パキスタンでインドネシアンの巻

 

Part 1

3月6日 余裕のジャカルタ入り

幸運にもJALのビジネスに乗せてもらったので(チケットはもちろんエコノミー)、快適なインドネシア入り。9人の客に3人のフライトアテンダントが付いて、極楽極楽。ブルジョワモードで空港を出たところのカウンターで少し割高のタクシーに乗って、いつものホテルに入る。ここは門衛さんから、ベルボーイ、フロントにルームサービスの人まで顔見知りなので、非常に安心感がある。

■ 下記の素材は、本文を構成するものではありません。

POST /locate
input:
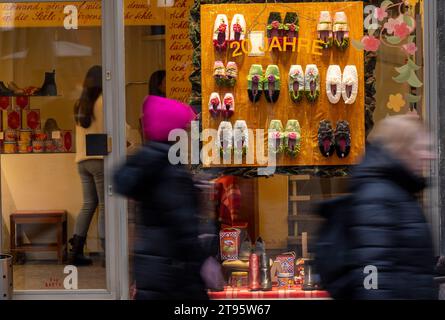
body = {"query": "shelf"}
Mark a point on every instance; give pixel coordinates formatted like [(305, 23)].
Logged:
[(155, 37), (297, 240)]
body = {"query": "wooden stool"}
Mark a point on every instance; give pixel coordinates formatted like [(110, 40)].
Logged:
[(56, 217)]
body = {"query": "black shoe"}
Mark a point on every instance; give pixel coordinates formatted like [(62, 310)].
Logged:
[(49, 87), (5, 91), (76, 256)]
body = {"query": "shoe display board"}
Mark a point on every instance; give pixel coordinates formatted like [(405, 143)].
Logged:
[(311, 91)]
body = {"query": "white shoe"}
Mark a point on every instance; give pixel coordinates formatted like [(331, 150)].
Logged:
[(333, 84), (312, 82), (224, 139), (350, 84), (240, 137)]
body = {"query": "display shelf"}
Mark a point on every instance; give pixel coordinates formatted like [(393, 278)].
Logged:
[(305, 217), (296, 240), (295, 292), (30, 96)]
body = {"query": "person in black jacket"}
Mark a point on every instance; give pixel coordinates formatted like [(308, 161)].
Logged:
[(168, 263), (387, 228)]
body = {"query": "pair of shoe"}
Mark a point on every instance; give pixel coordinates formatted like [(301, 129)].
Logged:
[(226, 107), (285, 140), (225, 76), (236, 138), (342, 85), (340, 140), (269, 82), (307, 84), (277, 29), (337, 34), (222, 35)]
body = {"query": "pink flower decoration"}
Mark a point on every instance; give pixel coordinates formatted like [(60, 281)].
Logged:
[(371, 43), (389, 26), (410, 48), (275, 24), (380, 14), (401, 30)]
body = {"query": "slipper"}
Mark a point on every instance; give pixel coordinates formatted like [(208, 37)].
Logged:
[(350, 84), (341, 31), (342, 139), (228, 106), (237, 28), (296, 83), (312, 82), (324, 29), (224, 139), (231, 73), (219, 73), (240, 137), (291, 26), (272, 83), (292, 138), (215, 106), (255, 82), (221, 32), (275, 27), (276, 137), (326, 142), (333, 84)]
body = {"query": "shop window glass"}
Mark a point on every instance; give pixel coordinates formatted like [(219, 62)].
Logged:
[(280, 209)]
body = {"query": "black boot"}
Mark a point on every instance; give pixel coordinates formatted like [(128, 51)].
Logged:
[(76, 256), (49, 87), (266, 282)]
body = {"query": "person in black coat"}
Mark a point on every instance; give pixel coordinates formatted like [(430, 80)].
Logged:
[(387, 228), (168, 261)]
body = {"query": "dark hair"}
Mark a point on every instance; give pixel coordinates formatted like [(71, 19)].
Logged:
[(92, 89), (154, 83)]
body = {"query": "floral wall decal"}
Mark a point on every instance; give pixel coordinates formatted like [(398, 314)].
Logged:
[(392, 26)]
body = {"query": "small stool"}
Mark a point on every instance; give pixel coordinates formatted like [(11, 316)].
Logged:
[(56, 217)]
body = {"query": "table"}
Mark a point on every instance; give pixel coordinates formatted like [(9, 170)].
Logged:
[(56, 217)]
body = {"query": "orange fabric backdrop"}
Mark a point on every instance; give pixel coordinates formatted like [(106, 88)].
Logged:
[(259, 115)]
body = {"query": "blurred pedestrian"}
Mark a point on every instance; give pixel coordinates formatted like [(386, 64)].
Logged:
[(387, 228), (168, 263)]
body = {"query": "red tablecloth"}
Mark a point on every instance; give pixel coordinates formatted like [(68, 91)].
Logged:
[(243, 293)]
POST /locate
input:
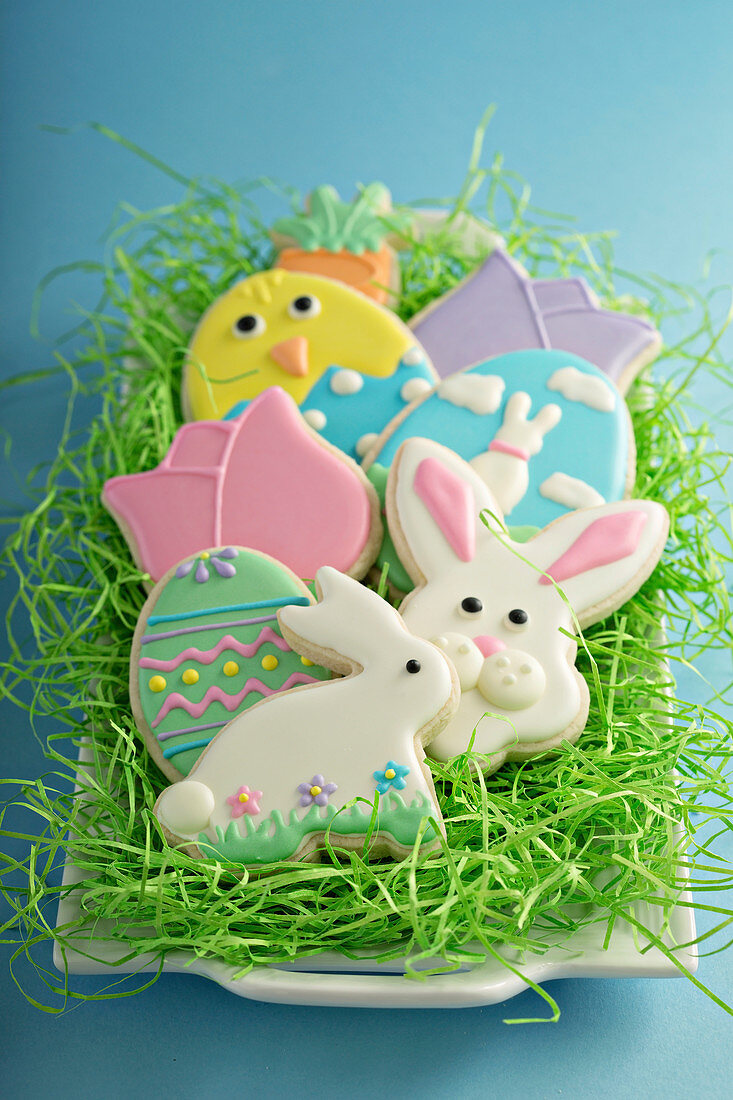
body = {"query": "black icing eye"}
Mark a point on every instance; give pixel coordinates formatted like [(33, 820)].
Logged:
[(248, 326), (303, 307), (516, 619)]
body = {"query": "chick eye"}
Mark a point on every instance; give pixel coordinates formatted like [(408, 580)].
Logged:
[(516, 619), (304, 307), (249, 326)]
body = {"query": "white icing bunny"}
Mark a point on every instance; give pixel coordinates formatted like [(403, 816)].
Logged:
[(504, 466), (485, 601), (271, 781)]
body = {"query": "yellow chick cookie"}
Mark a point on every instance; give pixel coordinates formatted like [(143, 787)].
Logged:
[(282, 328)]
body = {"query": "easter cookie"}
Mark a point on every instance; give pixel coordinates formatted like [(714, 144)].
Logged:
[(500, 308), (494, 605), (305, 767), (208, 646), (287, 329), (347, 241), (545, 429), (265, 481)]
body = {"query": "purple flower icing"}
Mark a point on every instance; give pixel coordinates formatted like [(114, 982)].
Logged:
[(205, 559), (317, 791)]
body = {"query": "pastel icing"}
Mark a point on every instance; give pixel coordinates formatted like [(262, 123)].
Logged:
[(283, 328), (255, 481), (350, 414), (500, 309), (505, 625), (586, 442), (305, 757), (226, 631)]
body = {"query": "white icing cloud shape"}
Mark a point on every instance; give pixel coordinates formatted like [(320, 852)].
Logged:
[(480, 393), (587, 388)]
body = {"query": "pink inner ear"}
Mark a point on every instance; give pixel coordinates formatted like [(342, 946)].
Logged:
[(606, 540), (450, 503)]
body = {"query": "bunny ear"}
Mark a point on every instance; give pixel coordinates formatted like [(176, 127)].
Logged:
[(601, 557), (434, 499), (349, 625)]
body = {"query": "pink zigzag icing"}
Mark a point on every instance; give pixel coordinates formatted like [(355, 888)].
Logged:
[(208, 656), (215, 694)]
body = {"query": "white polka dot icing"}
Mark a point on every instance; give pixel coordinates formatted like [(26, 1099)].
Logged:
[(347, 382), (413, 356), (365, 443), (415, 388), (316, 418)]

でもその安心感が仇になって、ちょっと危険なことをしてしまった。宿泊代のデポジットのためにとクレジットカードの写しを取らしてくれというフロントから部屋への電話に、フロントまで降りるのが面倒なので、ボーイにカードを渡してしまったのだ。普通なら偽造されてもしょうがないようなどうしようもない行動。何もなかったからよかったけど、油断は禁物。

 

3月7日 人間関係

インドネシア科学院へ行く。最近仲良くしている、若い女性の研究者とおしゃべりをしにいったのだけれど、以前トラブルのあったD氏とばったり会ってしまう。彼は去年ぼくが英語で書いた文章を許可なく出版したのだった。ぼくが怒っているを聞いてあわててメールで弁解してきたけれど、いい加減な言い訳に余計に腹が立って無視していた。ねちっこく謝ってくるのでもう許すことにして、ほかに話題を移した。

 

3月9日 アラビア語羨望

日本人イスラーム教徒の某大学の先生とともに、ジャカルタ郊外のイスラーム学校とボゴールにある大学を訪ねる。前者のイスラーム学校は初めていったところだったが、ゆったりとしたキャンパスに小規模だが小学校から大学レベルまでの教育機関をもっている、割合施設の充実している学校だった。

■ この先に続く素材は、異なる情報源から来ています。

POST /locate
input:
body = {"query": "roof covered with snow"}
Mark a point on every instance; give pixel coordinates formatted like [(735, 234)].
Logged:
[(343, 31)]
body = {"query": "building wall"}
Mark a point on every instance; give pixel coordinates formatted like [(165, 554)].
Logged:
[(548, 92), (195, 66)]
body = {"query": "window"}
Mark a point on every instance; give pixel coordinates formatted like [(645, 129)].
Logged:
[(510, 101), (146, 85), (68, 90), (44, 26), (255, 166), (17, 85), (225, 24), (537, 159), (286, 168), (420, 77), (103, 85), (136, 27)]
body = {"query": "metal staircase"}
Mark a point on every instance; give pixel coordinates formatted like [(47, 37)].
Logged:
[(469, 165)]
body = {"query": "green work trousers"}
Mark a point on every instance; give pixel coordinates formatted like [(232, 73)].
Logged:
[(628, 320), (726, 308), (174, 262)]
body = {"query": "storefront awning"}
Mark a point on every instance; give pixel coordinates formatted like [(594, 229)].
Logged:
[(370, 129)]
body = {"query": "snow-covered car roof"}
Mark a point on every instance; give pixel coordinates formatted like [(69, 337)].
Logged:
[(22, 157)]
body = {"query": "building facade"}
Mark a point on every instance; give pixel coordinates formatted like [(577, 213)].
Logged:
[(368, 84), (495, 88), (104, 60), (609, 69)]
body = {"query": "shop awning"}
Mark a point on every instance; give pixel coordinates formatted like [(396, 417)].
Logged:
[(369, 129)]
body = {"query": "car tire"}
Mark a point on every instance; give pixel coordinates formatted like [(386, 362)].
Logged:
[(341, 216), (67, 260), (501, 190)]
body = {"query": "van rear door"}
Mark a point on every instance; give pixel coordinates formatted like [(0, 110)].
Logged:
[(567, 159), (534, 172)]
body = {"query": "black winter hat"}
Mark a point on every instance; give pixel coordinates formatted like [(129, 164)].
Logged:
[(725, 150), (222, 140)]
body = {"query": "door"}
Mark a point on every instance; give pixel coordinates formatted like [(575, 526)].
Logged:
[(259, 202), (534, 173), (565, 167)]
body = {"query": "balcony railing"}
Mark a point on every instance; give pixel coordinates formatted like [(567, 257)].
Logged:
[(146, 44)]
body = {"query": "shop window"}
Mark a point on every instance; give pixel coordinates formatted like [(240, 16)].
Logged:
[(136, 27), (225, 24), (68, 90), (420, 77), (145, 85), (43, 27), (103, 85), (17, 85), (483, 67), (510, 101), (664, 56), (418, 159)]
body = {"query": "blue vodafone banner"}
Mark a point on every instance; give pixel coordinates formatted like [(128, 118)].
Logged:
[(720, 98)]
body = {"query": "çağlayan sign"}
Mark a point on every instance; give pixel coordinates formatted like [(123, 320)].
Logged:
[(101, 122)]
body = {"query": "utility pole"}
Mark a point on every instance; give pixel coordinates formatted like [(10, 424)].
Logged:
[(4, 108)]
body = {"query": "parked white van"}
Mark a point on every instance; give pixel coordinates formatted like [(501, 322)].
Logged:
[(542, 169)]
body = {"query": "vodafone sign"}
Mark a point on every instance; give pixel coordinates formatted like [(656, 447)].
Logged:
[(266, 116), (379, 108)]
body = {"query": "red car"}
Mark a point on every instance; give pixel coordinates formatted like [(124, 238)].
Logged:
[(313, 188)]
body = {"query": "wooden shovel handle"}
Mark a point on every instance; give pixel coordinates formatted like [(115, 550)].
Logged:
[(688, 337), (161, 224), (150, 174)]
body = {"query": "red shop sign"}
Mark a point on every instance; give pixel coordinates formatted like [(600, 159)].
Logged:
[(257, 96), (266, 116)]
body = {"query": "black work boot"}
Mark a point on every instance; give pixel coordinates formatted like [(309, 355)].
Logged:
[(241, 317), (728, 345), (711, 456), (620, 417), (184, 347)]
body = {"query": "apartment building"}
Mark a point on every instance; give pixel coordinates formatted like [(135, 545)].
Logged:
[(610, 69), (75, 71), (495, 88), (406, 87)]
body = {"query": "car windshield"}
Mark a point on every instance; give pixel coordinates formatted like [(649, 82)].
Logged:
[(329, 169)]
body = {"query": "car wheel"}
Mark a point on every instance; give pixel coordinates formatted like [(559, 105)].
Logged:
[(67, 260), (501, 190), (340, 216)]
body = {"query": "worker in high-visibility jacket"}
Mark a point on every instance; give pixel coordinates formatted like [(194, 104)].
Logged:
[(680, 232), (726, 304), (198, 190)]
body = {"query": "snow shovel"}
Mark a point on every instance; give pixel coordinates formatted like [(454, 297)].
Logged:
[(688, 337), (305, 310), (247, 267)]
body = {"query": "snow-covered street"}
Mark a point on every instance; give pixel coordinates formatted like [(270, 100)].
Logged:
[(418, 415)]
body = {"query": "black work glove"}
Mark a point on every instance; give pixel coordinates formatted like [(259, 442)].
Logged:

ぼくはインドネシア語、彼はアラビア語でインタビューをする。イスラーム圏であればどこでも、それなりの宗教的地位のある人とならば、アラビア語が通じる。ぼくはほとんどアラビア語ができないので、羨ましくもあり、悔しくもあった。でも、彼らはインドネシアの話をしていて、ぼくでも少しは知っている単語があるので、少し話の内容を理解することができるところもあり、勇気付けられた。帰ったら、アラビア語の勉強をしよう。

 

3月10日 緊張のパキスタン入り!

前日の夜、最後に乗ったタクシーの運ちゃんに、朝ホテルに来てもらう約束をしていた。空港までは遠いので、喜んで来てくれる。クアラルンプール経由でパキスタンのカラチに着く。空港を降りると思ったよりごちゃごちゃしていない。乾いた、砂っぽい空気。

空港は市内から30分ぐらいだろうか、離れたところにあり、現地の日本人の方に予約してもらっていた迎えのバンに乗ってホテルに向かう。もう夕方だからか、思ったより人がいない。インドから独立したパキスタンだけれど、むわ〜っという湿った空気に夜中まで通り沿いに人がわんさか溢れていたカルカッタとはずいぶんな違いがある。

ホテルに着いたのは午後5時前だっただろうか、まだ外は明るいのでカラチの町を探検することにする。『地球の歩き方』に載っていたカラチの中心部へはホテルから歩いて15分ぐらいか、思ったより小さい町で、2時間ぐらいでだいたいの位置関係は把握してしまった。でも、店もほとんど閉まっていて、人もまばら。これでは町の様子はよく分からない。どんどん暗くなってきたので足早に帰ることにする。